NeurIPS 2025 (Workshop: Lock-LLM) Image Generation text-to-image models leaderboard security model de-anonymization CLIP embeddings adversarial manipulation

Text-to-Image Models Leave Identifiable Signatures: Implications for Leaderboard Security¶

Conference: NeurIPS 2025 (Workshop: Lock-LLM) arXiv: 2510.06525 Code: None Area: AI Security / Image Generation Keywords: text-to-image models, leaderboard security, model de-anonymization, CLIP embeddings, adversarial manipulation

TL;DR¶

This paper demonstrates that text-to-image (T2I) models leave identifiable "signatures" in their generated images due to differences in training data, architecture, and scale. Even without controlling the input prompt, an adversary can de-anonymize models on leaderboards via simple centroid classification in CLIP embedding space, achieving 87% Top-1 accuracy, thereby enabling ranking manipulation attacks.

Background & Motivation¶

Background: Generative AI leaderboards (e.g., Chatbot Arena and its image counterpart ArtificialAnalysis) have become central platforms for evaluating and comparing model capabilities, directly influencing research directions and deployment decisions. Vote-based leaderboards establish rankings by anonymously presenting outputs from two models and soliciting user votes; their security relies on the anonymity guarantee that users cannot identify which output originates from which model.

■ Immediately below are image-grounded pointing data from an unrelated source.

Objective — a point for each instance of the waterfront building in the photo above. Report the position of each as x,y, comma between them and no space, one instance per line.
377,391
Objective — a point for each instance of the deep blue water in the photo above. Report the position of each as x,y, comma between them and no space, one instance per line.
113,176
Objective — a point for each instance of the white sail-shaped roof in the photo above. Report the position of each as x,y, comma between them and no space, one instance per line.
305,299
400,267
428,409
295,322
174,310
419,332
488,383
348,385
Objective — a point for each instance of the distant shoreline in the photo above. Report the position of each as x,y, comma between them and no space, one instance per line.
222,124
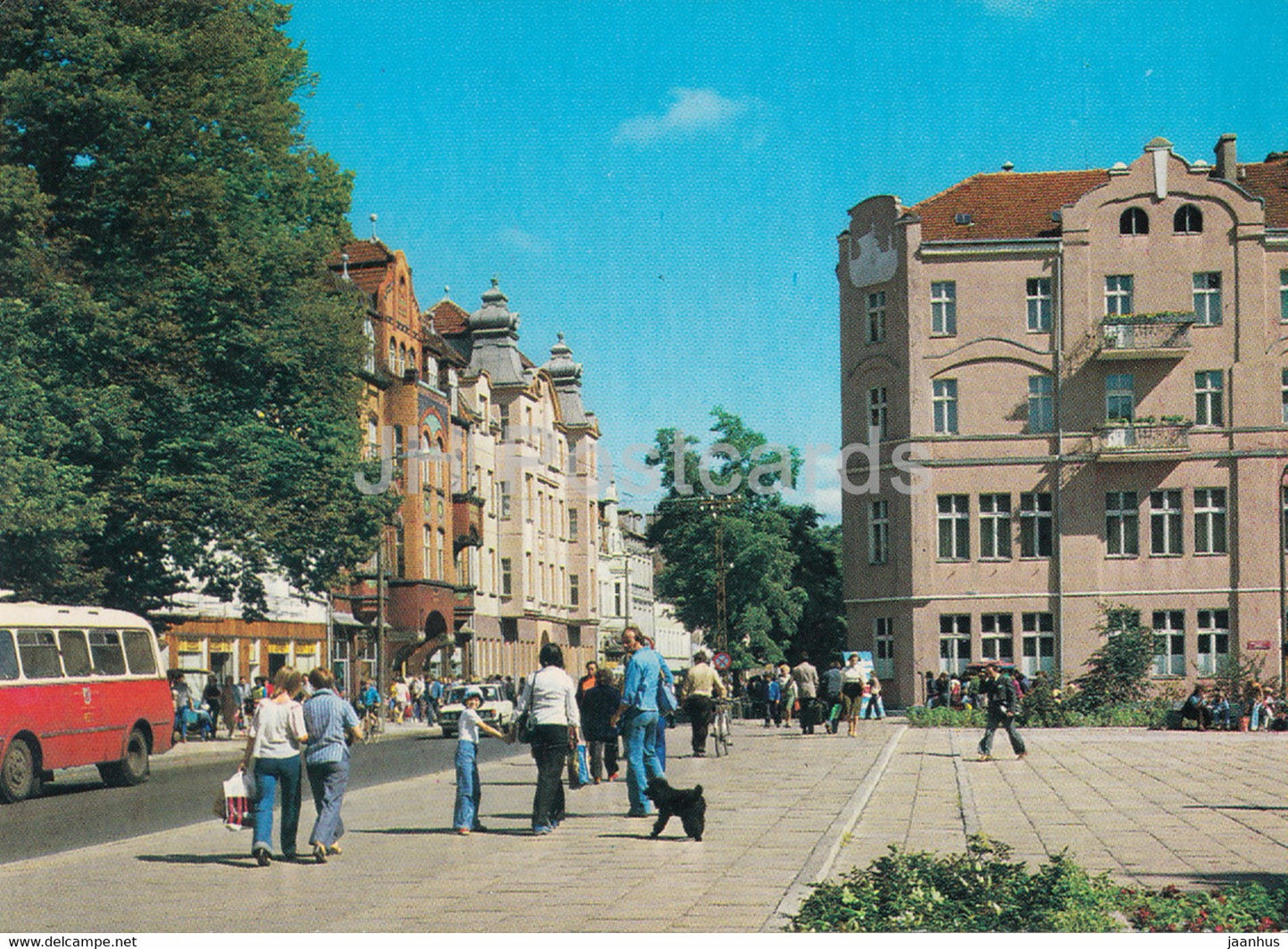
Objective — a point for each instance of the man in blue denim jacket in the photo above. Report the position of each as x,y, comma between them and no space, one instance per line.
636,717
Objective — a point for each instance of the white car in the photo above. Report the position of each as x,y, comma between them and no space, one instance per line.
496,709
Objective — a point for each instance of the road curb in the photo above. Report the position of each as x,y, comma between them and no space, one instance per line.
821,861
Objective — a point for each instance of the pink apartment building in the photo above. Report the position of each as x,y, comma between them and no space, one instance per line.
1093,370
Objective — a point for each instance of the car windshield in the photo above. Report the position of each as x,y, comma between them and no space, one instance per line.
456,694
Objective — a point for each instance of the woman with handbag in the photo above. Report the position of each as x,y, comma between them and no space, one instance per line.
277,732
547,711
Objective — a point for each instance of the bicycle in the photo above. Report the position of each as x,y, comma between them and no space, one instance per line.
721,724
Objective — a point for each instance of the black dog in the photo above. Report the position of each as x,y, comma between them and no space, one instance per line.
691,805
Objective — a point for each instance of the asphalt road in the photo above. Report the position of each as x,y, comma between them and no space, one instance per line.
78,810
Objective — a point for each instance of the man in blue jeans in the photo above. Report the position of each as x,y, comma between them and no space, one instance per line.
636,717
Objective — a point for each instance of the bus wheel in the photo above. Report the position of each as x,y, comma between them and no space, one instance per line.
133,769
18,775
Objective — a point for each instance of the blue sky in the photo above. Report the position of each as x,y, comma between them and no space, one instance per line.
663,182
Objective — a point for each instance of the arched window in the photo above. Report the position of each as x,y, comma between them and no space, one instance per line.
1134,222
1188,220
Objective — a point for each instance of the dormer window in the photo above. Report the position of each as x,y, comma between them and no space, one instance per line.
1188,220
1134,220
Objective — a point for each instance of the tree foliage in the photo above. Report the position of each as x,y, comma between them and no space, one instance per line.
782,576
179,390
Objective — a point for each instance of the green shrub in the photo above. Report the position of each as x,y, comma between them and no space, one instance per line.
983,890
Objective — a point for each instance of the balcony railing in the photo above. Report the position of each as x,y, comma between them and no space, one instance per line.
1145,336
1134,440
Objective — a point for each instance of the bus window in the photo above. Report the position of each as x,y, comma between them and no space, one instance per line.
71,644
106,648
8,656
39,654
139,650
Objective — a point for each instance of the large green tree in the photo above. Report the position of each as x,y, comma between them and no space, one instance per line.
178,392
779,564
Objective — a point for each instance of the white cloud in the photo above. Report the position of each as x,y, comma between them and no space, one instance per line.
523,241
692,110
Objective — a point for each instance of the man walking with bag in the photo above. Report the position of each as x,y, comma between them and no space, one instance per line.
1004,705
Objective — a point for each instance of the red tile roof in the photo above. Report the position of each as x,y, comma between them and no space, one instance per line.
1004,205
1269,181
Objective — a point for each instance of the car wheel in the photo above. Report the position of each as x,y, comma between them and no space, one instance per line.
133,769
18,775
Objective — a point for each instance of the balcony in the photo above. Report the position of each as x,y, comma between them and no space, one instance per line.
1145,336
1143,440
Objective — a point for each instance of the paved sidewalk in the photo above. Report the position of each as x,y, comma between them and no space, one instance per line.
783,810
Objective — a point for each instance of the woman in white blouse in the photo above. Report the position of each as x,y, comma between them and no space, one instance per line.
552,696
277,732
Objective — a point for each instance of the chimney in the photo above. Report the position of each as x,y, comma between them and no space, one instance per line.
1226,165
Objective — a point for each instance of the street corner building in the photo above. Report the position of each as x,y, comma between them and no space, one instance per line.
1091,371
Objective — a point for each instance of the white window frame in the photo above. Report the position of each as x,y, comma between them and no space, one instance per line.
876,317
1211,521
882,647
954,642
944,401
1169,642
943,308
997,636
1120,289
1122,524
1166,520
879,532
995,527
1041,405
954,527
1210,398
1037,526
1207,298
1037,642
1213,640
1037,298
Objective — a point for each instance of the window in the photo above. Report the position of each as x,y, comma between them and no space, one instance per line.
1209,405
1207,298
946,405
954,642
997,636
876,317
1169,642
39,654
1041,407
1188,220
1036,524
882,642
877,411
943,308
1210,520
879,532
954,527
1118,289
1134,220
995,527
1122,524
1037,291
1213,640
1165,523
1120,396
1037,644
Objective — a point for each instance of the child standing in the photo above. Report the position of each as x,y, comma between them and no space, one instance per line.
468,789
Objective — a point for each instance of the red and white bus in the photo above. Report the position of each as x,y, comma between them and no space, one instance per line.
78,686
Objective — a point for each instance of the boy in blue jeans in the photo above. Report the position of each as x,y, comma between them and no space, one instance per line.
468,789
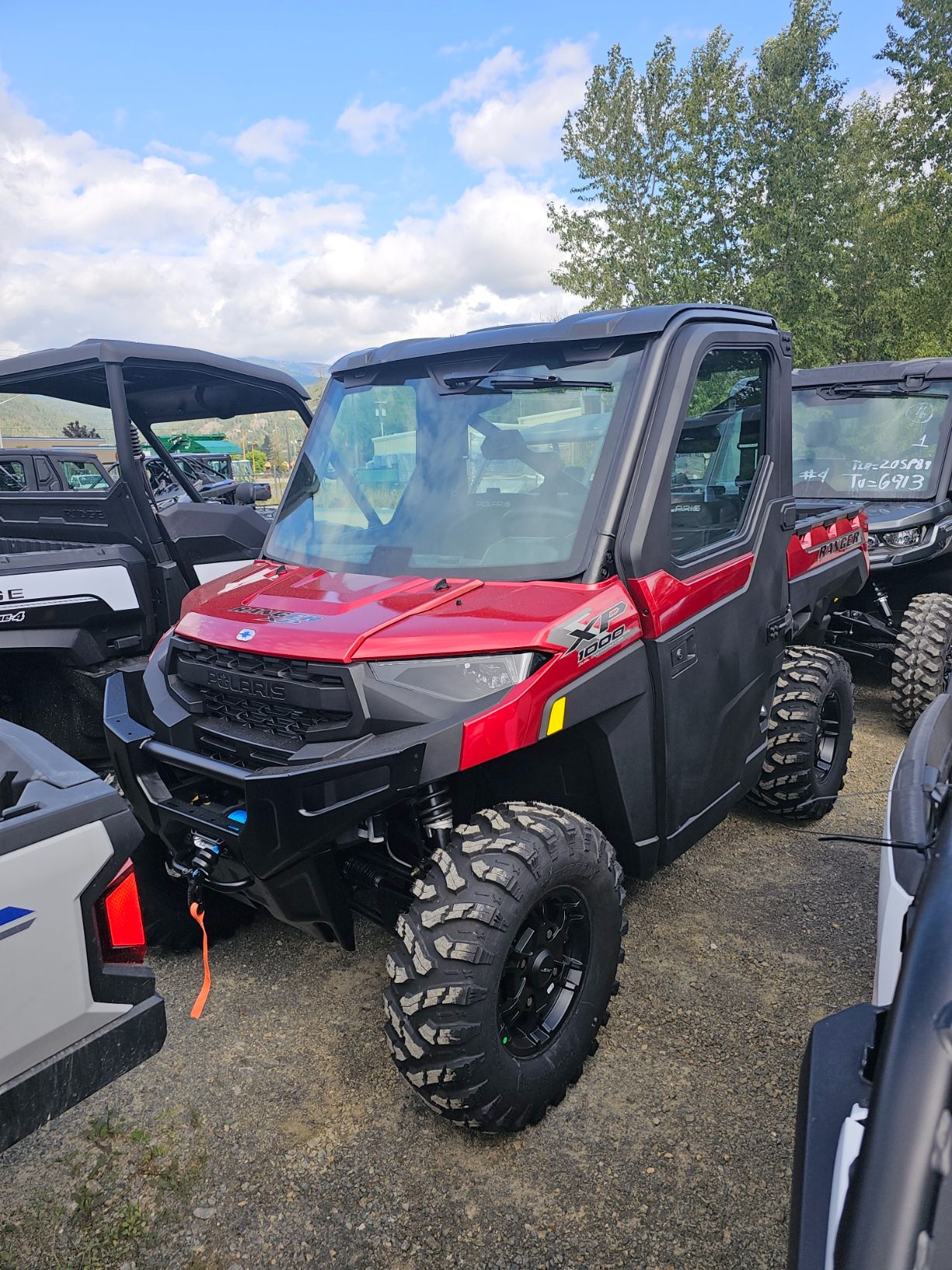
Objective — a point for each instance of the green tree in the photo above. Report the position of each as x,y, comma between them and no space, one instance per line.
74,428
920,63
658,157
618,249
791,187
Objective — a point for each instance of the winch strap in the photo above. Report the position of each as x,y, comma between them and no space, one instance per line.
207,981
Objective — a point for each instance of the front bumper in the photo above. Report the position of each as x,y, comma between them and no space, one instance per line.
832,1082
282,856
65,1078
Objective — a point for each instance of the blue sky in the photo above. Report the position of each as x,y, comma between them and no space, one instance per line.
293,179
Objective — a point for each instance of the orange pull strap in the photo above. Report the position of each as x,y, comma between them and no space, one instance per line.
207,982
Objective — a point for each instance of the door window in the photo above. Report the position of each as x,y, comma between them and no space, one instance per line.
720,445
80,476
13,476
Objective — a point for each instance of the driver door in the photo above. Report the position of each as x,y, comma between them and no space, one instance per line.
712,576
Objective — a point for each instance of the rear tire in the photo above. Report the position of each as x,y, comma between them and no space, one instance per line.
508,964
808,735
923,657
164,901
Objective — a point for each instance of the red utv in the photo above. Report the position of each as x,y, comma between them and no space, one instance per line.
536,611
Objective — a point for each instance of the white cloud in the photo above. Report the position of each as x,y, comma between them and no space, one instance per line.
475,46
519,127
373,126
488,77
193,157
271,140
101,241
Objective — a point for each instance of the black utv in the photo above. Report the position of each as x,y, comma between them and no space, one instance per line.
95,560
880,431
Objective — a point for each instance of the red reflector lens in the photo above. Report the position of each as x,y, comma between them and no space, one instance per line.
121,919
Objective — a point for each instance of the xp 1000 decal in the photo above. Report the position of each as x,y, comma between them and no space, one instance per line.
592,633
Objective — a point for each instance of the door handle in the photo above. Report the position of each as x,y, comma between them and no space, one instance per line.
683,653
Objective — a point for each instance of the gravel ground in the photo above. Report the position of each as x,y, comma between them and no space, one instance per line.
277,1132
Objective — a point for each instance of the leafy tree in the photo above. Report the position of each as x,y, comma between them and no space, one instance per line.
791,187
80,430
920,63
656,157
756,185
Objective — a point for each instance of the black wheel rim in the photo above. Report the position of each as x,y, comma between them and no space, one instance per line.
544,972
828,735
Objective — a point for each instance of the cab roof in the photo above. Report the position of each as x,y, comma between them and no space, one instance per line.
163,382
875,372
607,324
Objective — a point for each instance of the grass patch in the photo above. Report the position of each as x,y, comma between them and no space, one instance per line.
123,1182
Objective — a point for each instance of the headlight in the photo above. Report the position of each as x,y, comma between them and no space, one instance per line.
903,538
461,678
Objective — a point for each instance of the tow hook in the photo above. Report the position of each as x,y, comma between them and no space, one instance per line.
205,859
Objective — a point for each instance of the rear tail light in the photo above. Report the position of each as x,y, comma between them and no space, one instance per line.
119,919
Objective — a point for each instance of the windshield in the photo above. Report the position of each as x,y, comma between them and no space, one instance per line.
874,442
439,470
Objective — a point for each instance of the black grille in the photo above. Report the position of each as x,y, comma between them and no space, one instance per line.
289,700
271,717
253,663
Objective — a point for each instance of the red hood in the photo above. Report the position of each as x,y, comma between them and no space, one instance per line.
341,616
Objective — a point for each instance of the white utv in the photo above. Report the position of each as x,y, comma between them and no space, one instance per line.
78,1004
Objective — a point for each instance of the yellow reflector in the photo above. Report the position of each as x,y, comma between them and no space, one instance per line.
556,717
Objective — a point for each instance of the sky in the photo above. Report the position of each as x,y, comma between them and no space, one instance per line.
301,179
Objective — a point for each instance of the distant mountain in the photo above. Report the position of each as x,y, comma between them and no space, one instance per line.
305,372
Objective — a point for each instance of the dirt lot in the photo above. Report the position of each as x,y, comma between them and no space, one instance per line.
275,1130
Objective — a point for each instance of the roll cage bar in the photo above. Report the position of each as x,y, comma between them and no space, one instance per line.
146,384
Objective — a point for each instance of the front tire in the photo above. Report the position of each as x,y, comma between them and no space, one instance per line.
509,958
923,657
808,735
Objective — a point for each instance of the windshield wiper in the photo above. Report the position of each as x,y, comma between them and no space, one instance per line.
847,390
522,384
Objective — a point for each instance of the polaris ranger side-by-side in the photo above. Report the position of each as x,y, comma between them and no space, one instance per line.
94,564
526,618
880,431
78,1002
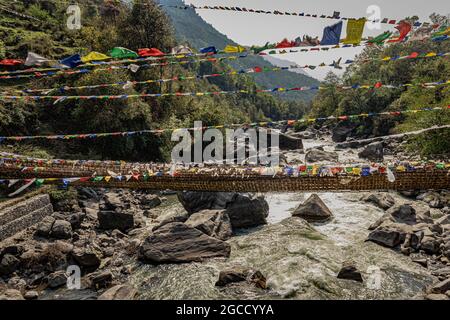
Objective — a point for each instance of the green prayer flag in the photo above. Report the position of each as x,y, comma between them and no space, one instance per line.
380,38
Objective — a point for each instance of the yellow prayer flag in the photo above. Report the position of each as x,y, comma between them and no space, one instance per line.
233,49
355,29
94,56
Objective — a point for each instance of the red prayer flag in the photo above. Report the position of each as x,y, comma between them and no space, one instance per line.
404,28
152,52
10,62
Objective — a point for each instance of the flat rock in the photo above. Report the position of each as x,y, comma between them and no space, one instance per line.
119,292
176,243
110,220
313,210
214,223
373,152
383,201
350,272
61,229
441,287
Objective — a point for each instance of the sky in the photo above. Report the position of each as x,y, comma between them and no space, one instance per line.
256,29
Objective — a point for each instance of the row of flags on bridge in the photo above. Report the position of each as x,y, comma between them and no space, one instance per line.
331,37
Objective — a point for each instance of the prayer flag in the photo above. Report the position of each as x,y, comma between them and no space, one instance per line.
122,53
35,59
94,56
403,28
355,29
332,34
71,61
233,49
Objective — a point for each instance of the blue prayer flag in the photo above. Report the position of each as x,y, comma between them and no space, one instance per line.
332,34
71,61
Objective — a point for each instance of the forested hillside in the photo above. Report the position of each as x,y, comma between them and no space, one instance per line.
104,26
332,101
191,28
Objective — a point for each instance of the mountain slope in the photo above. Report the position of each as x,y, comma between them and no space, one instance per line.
191,28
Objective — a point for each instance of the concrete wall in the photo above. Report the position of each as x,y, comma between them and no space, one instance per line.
24,214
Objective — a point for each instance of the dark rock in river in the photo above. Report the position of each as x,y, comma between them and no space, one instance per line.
61,229
86,258
290,143
240,275
110,220
383,201
119,292
56,279
232,276
214,223
341,132
350,272
244,209
313,210
8,264
177,242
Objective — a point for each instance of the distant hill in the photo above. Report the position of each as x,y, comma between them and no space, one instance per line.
191,28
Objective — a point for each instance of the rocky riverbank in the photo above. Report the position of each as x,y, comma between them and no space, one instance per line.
162,245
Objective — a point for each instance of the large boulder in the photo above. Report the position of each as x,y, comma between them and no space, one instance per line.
341,132
239,274
244,209
433,199
176,243
119,292
313,210
317,155
86,258
350,272
389,234
8,264
44,227
383,201
373,152
57,279
61,229
110,220
214,223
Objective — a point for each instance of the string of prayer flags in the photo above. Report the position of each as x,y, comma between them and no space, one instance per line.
332,34
35,59
351,117
57,99
71,61
122,53
404,28
150,52
181,50
336,14
355,29
94,56
10,62
422,33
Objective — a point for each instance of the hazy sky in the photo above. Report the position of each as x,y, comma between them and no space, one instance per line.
249,28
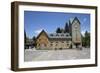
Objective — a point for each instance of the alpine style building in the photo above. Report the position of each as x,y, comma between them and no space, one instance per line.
71,39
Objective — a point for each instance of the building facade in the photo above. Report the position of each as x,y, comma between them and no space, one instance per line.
71,39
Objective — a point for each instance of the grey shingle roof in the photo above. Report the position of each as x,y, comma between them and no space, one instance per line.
59,35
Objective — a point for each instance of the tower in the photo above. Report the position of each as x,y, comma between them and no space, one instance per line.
76,33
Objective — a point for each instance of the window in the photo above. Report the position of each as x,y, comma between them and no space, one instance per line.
51,44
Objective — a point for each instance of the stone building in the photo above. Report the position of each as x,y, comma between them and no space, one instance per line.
71,39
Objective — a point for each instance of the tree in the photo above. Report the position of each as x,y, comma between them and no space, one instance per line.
86,39
66,30
34,41
58,30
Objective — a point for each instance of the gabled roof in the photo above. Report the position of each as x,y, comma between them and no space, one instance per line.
59,35
75,19
41,33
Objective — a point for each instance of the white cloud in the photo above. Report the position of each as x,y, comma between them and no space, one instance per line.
38,31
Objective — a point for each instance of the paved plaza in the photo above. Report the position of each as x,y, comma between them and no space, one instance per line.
68,54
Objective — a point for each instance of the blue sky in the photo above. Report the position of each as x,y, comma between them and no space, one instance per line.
35,21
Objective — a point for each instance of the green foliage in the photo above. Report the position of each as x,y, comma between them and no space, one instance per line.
86,39
58,30
66,30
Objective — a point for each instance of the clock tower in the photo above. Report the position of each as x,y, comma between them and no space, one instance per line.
76,33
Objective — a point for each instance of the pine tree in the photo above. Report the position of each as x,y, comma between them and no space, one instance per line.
66,30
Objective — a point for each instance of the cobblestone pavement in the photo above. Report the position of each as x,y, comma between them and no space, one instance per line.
68,54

Limitations of Prior Work: Recent studies have revealed ranking manipulation risks in LLM leaderboards, where adversaries identify anonymous models and cast targeted votes to boost or suppress specific models. However, such LLM de-anonymization attacks typically require control over input prompts or training a classifier, significantly reducing their effectiveness when leaderboards restrict free prompt submission. The key observation of this paper is that de-anonymizing T2I leaderboards may be substantially easier than for LLMs — images carry richer model-specific fingerprints than text.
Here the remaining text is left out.